Tuesday, May 6, 2008

I'm God's Peculiar Piece of Art

Check out the new look!

I haven't blogged often in the past, but I hope to rectify that. My life is easing somewhat, and my muse has returned home. I don't know where she fled to in the past year and a half. Probably Fiji. She came back with an incredible tan a renewed love of sweet potatoes.

But I digress.

I've spent a few days polishing up my main blog. (Kinda sounds like "my main squeeze." He could do with a bit of polishing up, too!)

ADD has kicked in. Sorry about that.

Where was I? Oh, the new blog. Yes, gone is the feather pen in hand graphic behind the words. I loved it, even though it was a man's hand. But, to celebrate my new found muse, and to step into the new century, I thought a kicky graphic would be the thing. What thing? THE thing. THE thing to get me out of my writing funk. THE thing to remind me that I'm still a hot chick and not a 53-year-old grandmother who colors her hair and rubs linement on her knees. THE thing to help me reconnect with my readers and writing friends.

How can a graphic do all that?

I went on a hunt for "free blog header graphics." I didn't have to search far before I found this one.

The image was sharper, but I fuzzied it up so my title would show. It spoke to me right away. It told my whole life, my hopes and dreams, my quirks, my desires, my whole being in this one piece of art. What I saw was a lot of colorful, unique circles in boxes. This represented the people around me.

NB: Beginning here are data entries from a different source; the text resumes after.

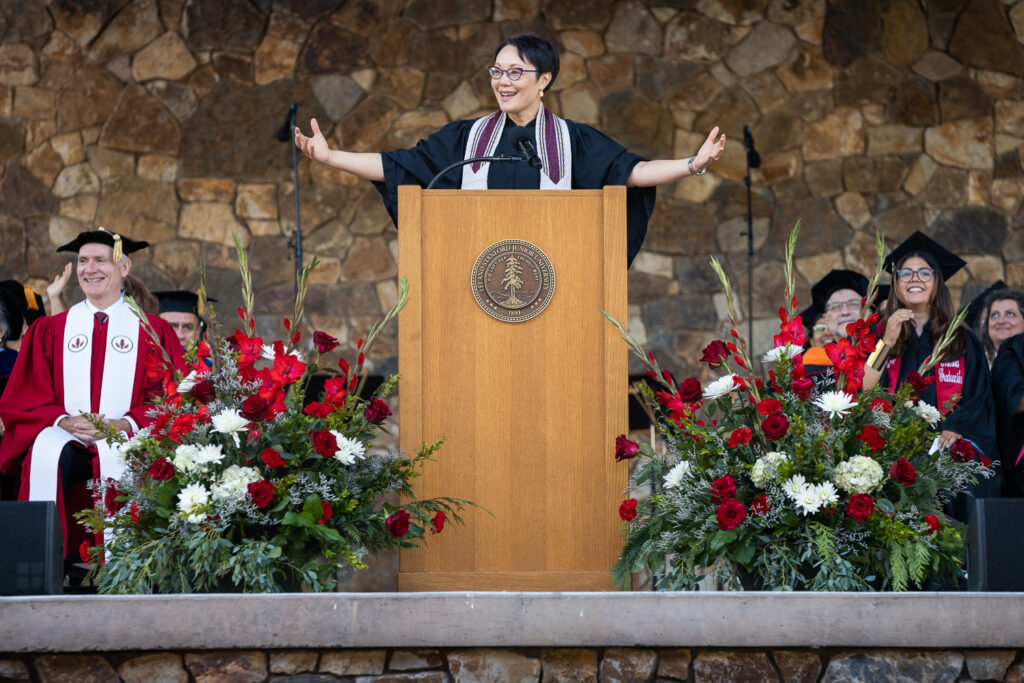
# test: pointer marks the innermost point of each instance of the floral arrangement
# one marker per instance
(237, 484)
(788, 483)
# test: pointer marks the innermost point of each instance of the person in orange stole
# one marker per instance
(93, 361)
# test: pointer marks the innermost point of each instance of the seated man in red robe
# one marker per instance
(92, 363)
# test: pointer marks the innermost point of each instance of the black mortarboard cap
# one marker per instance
(119, 243)
(835, 281)
(22, 305)
(974, 306)
(948, 262)
(180, 301)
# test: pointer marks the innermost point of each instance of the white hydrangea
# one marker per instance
(192, 501)
(233, 483)
(720, 387)
(858, 475)
(348, 449)
(676, 475)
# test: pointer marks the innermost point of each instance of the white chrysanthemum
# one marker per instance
(184, 458)
(836, 402)
(794, 485)
(928, 413)
(192, 500)
(230, 422)
(858, 475)
(786, 350)
(233, 484)
(185, 385)
(677, 474)
(348, 449)
(720, 387)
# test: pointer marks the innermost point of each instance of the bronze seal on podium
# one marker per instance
(512, 281)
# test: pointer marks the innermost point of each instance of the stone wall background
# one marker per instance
(157, 118)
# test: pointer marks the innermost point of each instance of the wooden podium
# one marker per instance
(530, 410)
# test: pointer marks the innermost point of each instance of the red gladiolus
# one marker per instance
(722, 487)
(869, 435)
(625, 449)
(397, 524)
(438, 522)
(628, 510)
(731, 514)
(740, 436)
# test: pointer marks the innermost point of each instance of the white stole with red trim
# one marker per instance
(551, 139)
(115, 393)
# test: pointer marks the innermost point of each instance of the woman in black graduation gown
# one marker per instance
(1008, 390)
(918, 314)
(571, 156)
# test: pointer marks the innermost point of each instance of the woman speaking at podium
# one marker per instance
(560, 154)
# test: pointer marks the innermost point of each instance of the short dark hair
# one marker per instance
(539, 51)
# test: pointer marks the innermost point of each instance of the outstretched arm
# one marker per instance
(367, 165)
(660, 171)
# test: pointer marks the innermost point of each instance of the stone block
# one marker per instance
(159, 668)
(488, 665)
(228, 667)
(568, 665)
(353, 663)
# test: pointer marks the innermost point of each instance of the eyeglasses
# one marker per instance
(839, 305)
(924, 274)
(514, 74)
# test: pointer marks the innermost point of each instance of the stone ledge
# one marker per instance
(511, 620)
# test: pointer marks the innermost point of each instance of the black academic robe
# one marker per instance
(974, 416)
(597, 161)
(1008, 390)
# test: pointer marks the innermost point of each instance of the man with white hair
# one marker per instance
(93, 363)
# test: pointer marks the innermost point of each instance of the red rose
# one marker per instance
(760, 506)
(730, 513)
(328, 513)
(625, 449)
(255, 408)
(397, 524)
(325, 442)
(715, 353)
(376, 411)
(690, 390)
(775, 426)
(869, 435)
(860, 507)
(203, 391)
(261, 494)
(272, 459)
(723, 487)
(902, 471)
(802, 387)
(161, 469)
(324, 342)
(740, 436)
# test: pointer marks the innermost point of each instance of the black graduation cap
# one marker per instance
(835, 281)
(948, 262)
(181, 301)
(975, 305)
(20, 304)
(121, 244)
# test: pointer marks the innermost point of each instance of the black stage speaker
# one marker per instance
(33, 541)
(995, 545)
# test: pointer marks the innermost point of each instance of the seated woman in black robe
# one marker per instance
(918, 314)
(570, 156)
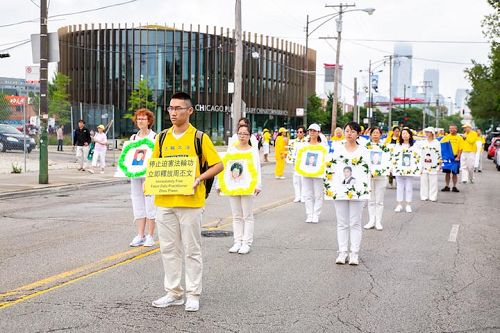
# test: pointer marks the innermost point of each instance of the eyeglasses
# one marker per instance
(176, 108)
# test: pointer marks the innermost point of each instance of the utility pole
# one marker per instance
(238, 65)
(306, 74)
(355, 111)
(43, 175)
(341, 10)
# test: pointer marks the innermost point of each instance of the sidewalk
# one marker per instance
(63, 173)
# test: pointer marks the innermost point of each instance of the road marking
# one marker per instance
(43, 286)
(9, 303)
(453, 233)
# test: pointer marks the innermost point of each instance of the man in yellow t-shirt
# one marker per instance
(178, 217)
(456, 142)
(469, 150)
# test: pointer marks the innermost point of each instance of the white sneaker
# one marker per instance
(369, 225)
(342, 258)
(137, 241)
(353, 259)
(166, 301)
(192, 305)
(149, 241)
(235, 248)
(245, 248)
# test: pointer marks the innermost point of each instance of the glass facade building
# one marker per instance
(107, 62)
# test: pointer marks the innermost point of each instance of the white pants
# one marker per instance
(313, 196)
(349, 213)
(297, 186)
(404, 190)
(467, 166)
(82, 155)
(142, 205)
(101, 156)
(179, 232)
(243, 222)
(376, 202)
(428, 186)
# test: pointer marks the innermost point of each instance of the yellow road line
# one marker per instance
(6, 304)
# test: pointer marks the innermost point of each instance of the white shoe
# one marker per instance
(192, 305)
(369, 225)
(167, 301)
(245, 248)
(149, 241)
(353, 259)
(342, 258)
(235, 248)
(137, 241)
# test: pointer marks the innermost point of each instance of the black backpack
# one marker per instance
(198, 143)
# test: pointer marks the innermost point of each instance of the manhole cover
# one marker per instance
(216, 233)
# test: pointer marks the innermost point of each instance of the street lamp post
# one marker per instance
(341, 11)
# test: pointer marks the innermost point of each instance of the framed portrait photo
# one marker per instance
(310, 161)
(347, 178)
(134, 157)
(239, 176)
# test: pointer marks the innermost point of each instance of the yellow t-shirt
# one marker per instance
(456, 142)
(185, 146)
(469, 145)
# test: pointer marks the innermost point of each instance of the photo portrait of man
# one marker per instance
(139, 156)
(376, 157)
(311, 159)
(348, 178)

All have thier own styles. All are beautiful. All are neatly contained in their own space. That's a good thing. I'm not saying they shouldn't be in their squares. I, however, am the diamond off to the side. The diamond in a box of my own. I'm the thinker off-center. The one who makes her own rules. I may conform to a certain extent, as in the seventies when I caved in to bell-bottom jeans and waist-length hair. Or more recently when I pierced my ears on a dare. I believe I was forty at the time. But inside, I'm Kathy. My mother often said that I march to a different drummer. I hear my own tunes -- sometimes a jazz ensemble while everyone else is listening to Mozart.

God created me uniquely His. He gave me a singularity all my own. He made me a diamond in the rough, off center with just enough shine so people will know that He did it.

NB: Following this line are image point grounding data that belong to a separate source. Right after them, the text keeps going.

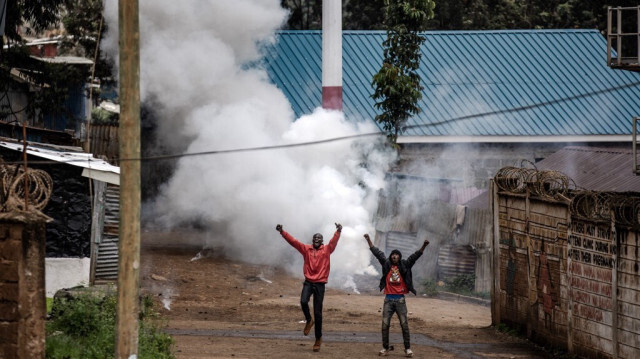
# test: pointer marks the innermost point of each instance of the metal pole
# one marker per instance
(609, 35)
(129, 247)
(634, 144)
(619, 32)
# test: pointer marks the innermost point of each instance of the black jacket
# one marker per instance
(404, 266)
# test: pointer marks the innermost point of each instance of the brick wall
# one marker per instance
(569, 281)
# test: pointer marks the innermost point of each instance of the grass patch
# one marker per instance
(84, 327)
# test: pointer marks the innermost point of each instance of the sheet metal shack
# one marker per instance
(568, 261)
(104, 217)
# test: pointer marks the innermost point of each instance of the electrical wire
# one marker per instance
(357, 136)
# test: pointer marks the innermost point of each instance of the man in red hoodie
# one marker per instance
(316, 274)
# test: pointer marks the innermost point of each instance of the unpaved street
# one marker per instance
(216, 308)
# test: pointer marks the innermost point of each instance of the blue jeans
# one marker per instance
(317, 289)
(398, 306)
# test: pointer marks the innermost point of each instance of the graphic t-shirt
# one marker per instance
(395, 283)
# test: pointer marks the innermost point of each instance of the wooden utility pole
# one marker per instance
(129, 248)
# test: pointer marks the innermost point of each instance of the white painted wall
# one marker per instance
(62, 273)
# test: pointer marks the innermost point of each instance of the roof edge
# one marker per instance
(514, 139)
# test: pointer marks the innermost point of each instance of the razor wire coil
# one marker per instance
(36, 187)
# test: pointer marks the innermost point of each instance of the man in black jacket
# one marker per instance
(396, 281)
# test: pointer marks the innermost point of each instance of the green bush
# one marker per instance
(462, 284)
(84, 327)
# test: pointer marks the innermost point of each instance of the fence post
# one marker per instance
(22, 287)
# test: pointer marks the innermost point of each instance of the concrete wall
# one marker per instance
(63, 273)
(570, 281)
(22, 299)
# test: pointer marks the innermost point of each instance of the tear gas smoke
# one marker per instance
(194, 58)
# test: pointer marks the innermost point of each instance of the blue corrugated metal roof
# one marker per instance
(468, 73)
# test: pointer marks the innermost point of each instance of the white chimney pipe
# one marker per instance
(332, 54)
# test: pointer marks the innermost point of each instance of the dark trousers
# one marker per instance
(398, 306)
(317, 290)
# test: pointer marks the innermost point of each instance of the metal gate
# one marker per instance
(106, 228)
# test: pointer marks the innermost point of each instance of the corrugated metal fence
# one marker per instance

We all have pieces of art that speak to us. You may be the Norman Rockwell -- the solid piece of Americana with a splash of humor. You may be the Thomas Kinkaid -- the beautiful still life with a sparkle of light. You may be the Picasso -- your nose in the place where your ear should be.

I say all of this, not only to introduce my blog's new look, but to remind us that we are all uniquely God's. Made up of different DNA and bits of genetic material to be used by Him for His good purpose. I like to think of myself as peculiar. 1 Peter 2:9 says we are His "peculiar people" according to the King James Bible. Other versions say this:

  • His own special people (NKJV)
  • you are God's very own (TLB)
  • a people belonging to God (NIV)
  • a people for God's own possession (NAS)

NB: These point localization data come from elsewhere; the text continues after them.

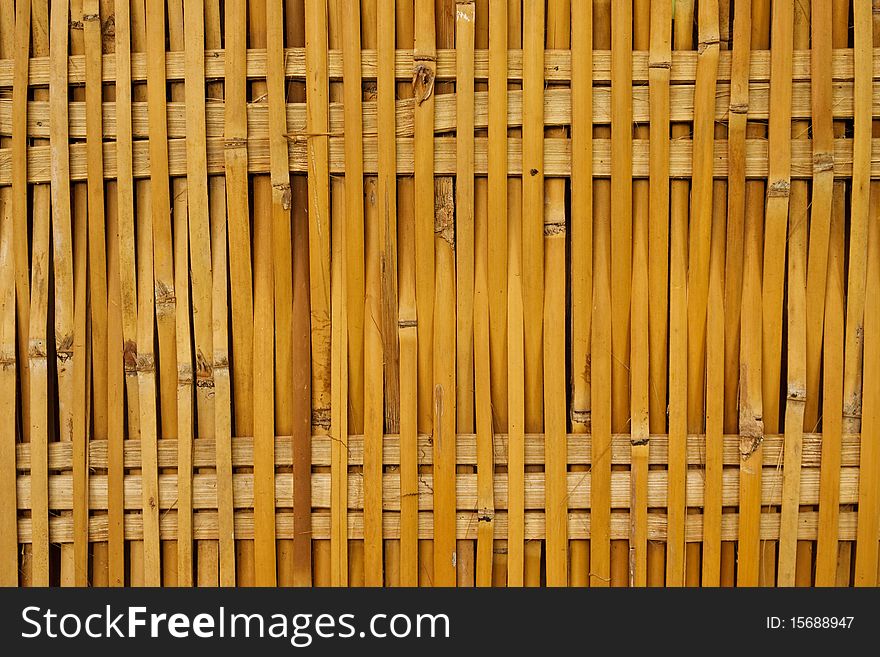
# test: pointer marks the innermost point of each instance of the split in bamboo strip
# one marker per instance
(97, 267)
(865, 571)
(386, 94)
(14, 213)
(600, 348)
(705, 258)
(751, 425)
(532, 217)
(319, 210)
(678, 355)
(423, 77)
(860, 233)
(554, 337)
(295, 557)
(19, 197)
(407, 334)
(582, 239)
(373, 365)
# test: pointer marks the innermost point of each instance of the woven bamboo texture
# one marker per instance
(439, 293)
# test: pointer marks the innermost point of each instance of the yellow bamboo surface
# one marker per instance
(439, 292)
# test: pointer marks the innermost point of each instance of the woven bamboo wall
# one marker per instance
(496, 292)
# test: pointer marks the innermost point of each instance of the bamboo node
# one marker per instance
(146, 363)
(129, 355)
(708, 43)
(554, 229)
(797, 394)
(444, 212)
(284, 190)
(64, 348)
(232, 143)
(779, 189)
(748, 445)
(423, 80)
(321, 418)
(184, 374)
(108, 29)
(36, 349)
(823, 162)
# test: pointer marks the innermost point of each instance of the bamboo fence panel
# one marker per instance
(439, 292)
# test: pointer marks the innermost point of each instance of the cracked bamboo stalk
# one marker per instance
(146, 561)
(235, 557)
(486, 225)
(220, 554)
(74, 558)
(444, 536)
(8, 360)
(15, 290)
(639, 342)
(832, 408)
(19, 191)
(62, 230)
(444, 400)
(496, 36)
(621, 239)
(865, 570)
(796, 384)
(676, 513)
(97, 268)
(856, 304)
(465, 34)
(533, 22)
(717, 393)
(282, 202)
(582, 244)
(373, 298)
(95, 230)
(424, 72)
(600, 348)
(751, 425)
(703, 241)
(554, 332)
(407, 334)
(35, 562)
(197, 25)
(513, 559)
(319, 223)
(128, 302)
(775, 234)
(295, 556)
(386, 190)
(119, 202)
(659, 65)
(138, 37)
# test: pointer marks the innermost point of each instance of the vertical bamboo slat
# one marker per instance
(341, 297)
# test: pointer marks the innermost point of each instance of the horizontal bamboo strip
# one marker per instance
(466, 451)
(557, 111)
(557, 158)
(557, 66)
(205, 526)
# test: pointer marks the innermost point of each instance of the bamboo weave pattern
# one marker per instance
(439, 292)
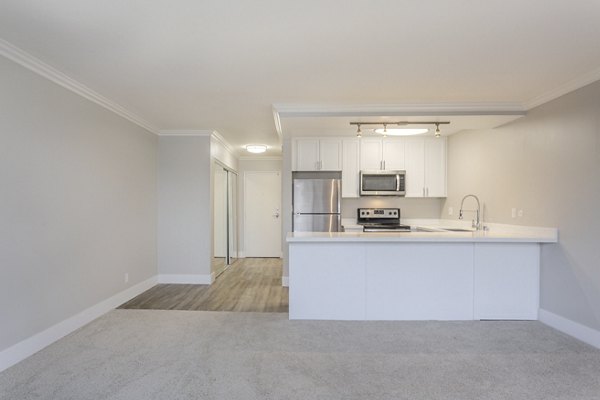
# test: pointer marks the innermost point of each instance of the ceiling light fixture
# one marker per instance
(401, 131)
(256, 148)
(404, 131)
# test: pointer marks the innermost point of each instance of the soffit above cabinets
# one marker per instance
(308, 121)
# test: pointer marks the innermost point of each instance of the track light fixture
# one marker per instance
(404, 131)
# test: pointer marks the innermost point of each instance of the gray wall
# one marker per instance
(184, 205)
(548, 165)
(245, 166)
(78, 204)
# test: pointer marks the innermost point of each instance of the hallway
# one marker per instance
(249, 285)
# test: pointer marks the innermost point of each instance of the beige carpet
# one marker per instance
(142, 354)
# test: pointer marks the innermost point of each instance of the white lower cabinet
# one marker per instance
(506, 281)
(413, 281)
(336, 292)
(419, 282)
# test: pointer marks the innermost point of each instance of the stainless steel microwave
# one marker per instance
(382, 183)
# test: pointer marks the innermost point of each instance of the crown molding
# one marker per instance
(277, 119)
(39, 67)
(217, 136)
(561, 90)
(185, 132)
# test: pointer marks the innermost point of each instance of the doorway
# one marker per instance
(262, 214)
(225, 249)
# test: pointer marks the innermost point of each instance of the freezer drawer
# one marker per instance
(317, 223)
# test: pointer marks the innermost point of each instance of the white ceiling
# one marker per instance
(222, 65)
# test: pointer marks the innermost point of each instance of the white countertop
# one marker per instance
(497, 233)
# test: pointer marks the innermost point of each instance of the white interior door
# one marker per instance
(262, 214)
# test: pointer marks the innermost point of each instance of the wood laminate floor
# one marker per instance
(250, 284)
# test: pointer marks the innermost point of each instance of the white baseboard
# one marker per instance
(37, 342)
(572, 328)
(183, 278)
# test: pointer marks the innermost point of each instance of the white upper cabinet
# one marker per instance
(415, 167)
(317, 155)
(393, 154)
(382, 154)
(423, 159)
(371, 154)
(435, 167)
(425, 167)
(350, 168)
(330, 151)
(306, 152)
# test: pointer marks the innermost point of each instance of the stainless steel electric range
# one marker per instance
(380, 220)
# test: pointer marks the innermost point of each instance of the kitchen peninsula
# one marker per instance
(427, 274)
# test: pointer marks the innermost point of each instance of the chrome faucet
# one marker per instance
(476, 223)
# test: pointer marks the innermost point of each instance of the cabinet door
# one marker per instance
(435, 167)
(330, 155)
(307, 155)
(350, 167)
(370, 154)
(414, 166)
(393, 154)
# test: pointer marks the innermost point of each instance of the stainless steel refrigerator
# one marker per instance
(316, 205)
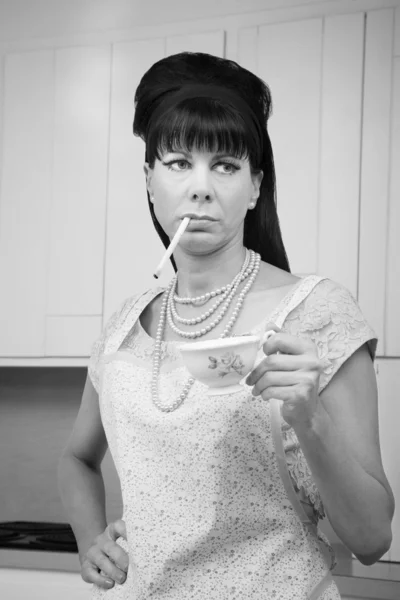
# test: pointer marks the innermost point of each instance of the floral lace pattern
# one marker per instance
(222, 452)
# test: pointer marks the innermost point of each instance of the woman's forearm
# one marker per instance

Wow! All you diamonds set apart -- rejoice! We are God's special people, His very own.



2 comments:

Jan Parrish said...

Love the new look KathY! I have your newest book so I'll bring it when you come to WFTJ and have you sign it. :)

Can't wait to hear you speak!

Julie said...

Kathy,
I loved this post...probably cause Papa and I have had many conversations about me being a diamond in the rough... but also because I have often felt like I was one of the shapes that they had no peg for... : )

Do you remember the little plastic balls that had shapes on it. Inside the ball were the shapes and you would open it up, take it out and the toddler would put each shape where it went. I felt like there was no hole for my shape... sometimes I still feel that way. But now I embrace who I am. I know that I am unique and that's a good thing.